Yeşilay Danışmanlık Merkezleri (YEDAM), Türkiye genelinde 81 ilde ve Kuzey Kıbrıs Türk Cumhuriyeti’nde hizmet veriyor. YEDAM, tütün, alkol, madde, teknoloji ve kumar bağımlılıklarına ve yakınlarına ücretsiz psikolojik ve sosyal hizmet desteği de sunuyor. Ayrıca 115 YEDAM Danışma Hattı aracılığıyla da destek sağlıyor.

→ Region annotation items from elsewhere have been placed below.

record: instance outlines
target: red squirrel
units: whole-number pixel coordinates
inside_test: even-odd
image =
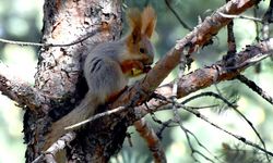
[[[151,7],[143,12],[131,9],[127,21],[130,26],[128,35],[96,46],[86,57],[83,71],[88,91],[75,109],[52,123],[44,150],[67,133],[66,127],[91,117],[99,104],[116,99],[130,77],[146,73],[153,63],[154,48],[150,39],[156,24],[154,10]]]

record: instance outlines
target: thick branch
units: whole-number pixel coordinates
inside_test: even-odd
[[[268,53],[273,52],[273,38],[260,42],[258,46],[248,46],[244,51],[236,53],[233,58],[228,60],[221,60],[215,64],[210,66],[199,68],[188,75],[185,75],[178,82],[178,91],[177,97],[182,98],[188,96],[191,92],[198,91],[205,87],[210,87],[215,83],[223,80],[234,79],[237,75],[240,74],[245,68],[249,66],[249,61],[253,58],[268,55]],[[226,65],[226,62],[233,62],[236,70],[232,70]],[[252,64],[253,65],[253,64]],[[173,83],[164,85],[156,89],[158,93],[165,97],[171,96]],[[147,105],[150,110],[146,110],[145,105],[135,108],[135,115],[139,116],[136,120],[146,115],[150,112],[155,112],[159,110],[158,108],[166,104],[159,100],[151,100]]]
[[[258,0],[232,0],[222,8],[219,8],[213,15],[206,17],[202,24],[197,26],[193,32],[187,35],[183,39],[177,41],[176,46],[169,50],[169,52],[153,67],[146,77],[135,85],[129,92],[123,93],[114,104],[112,108],[123,105],[131,99],[135,98],[136,92],[142,90],[146,93],[142,93],[139,101],[143,102],[167,77],[167,75],[178,65],[180,61],[180,54],[183,49],[189,48],[189,53],[194,52],[204,43],[206,43],[218,30],[227,25],[232,20],[223,17],[218,13],[225,14],[239,14],[251,8],[258,2]]]
[[[32,110],[40,105],[44,98],[31,84],[21,80],[7,65],[0,62],[0,91],[22,106]]]

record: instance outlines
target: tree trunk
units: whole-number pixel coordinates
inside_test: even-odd
[[[26,110],[24,115],[26,162],[40,154],[51,123],[70,112],[86,93],[82,65],[90,49],[98,42],[120,37],[121,0],[46,0],[41,32],[44,43],[82,41],[48,46],[39,51],[35,88],[41,92],[43,100],[35,112]],[[67,150],[67,159],[70,162],[107,162],[119,149],[117,147],[121,147],[127,127],[108,128],[117,133],[114,135],[99,129],[88,125],[79,131],[71,149]]]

ALO 191 Uyuşturucu ile Mücadele Danışma ve Destek Hattı, 7 gün 24 saat danışmanlık hizmeti sunuyor. Bu hat, tedavi birimleri ile devletin diğer organları arasında köprü görevi görüyor ve arayan kişinin ihtiyacına göre hizmet sunan bir çözüm merkezi olarak görev yapıyor.
Yeşilay, Türkiye Bağımlılıkla Mücadele Eğitim Programı (TBM) kapsamında, rehber öğretmenlerin eğitimiyle okullarda uyuşturucu ile mücadele programları yürütüyor.

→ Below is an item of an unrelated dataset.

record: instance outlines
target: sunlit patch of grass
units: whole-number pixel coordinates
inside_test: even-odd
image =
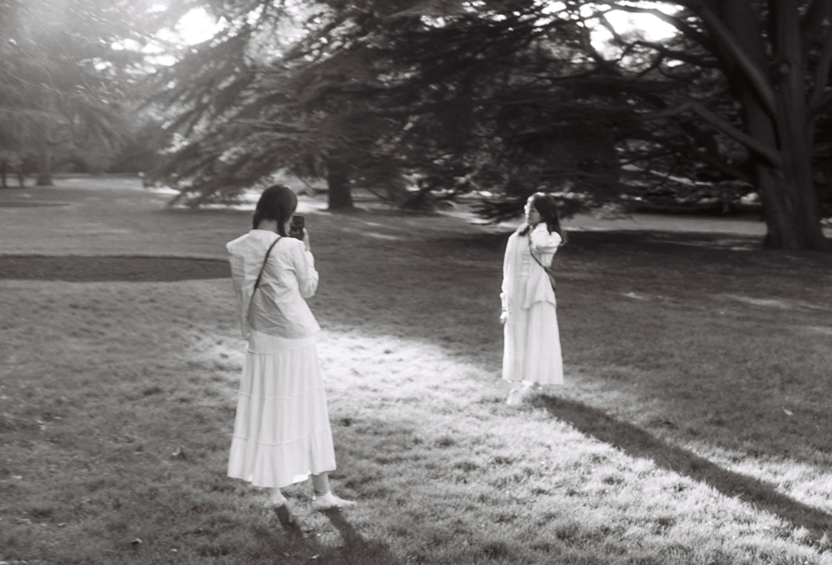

26 Haziran Dünya Uyuşturucu Kullanımı ve Kaçakçılığı ile Mücadele Günü kapsamında Türkiye genelinde çeşitli etkinlikler de düzenleniyor. Örneğin Bursa’da madde kullanım geçmişi olan bireylerle birlikte “Bağımlı Olma, Özgür Ol” temalı grafiti etkinliği gerçekleştirildi. Bu tür etkinlikler, toplumda farkındalık oluşturmak ve bağımlılıkla mücadelede toplumsal katılımı artırmak amacıyla düzenleniyor.
Yeşilay ve yerel yönetimlerin iş birliğiyle bisiklet turları, yürüyüşler ve spor turnuvaları gibi etkinlikler düzenlenerek, gençlerin sağlıklı yaşam alışkanlıkları kazanmaları teşvik ediliyor.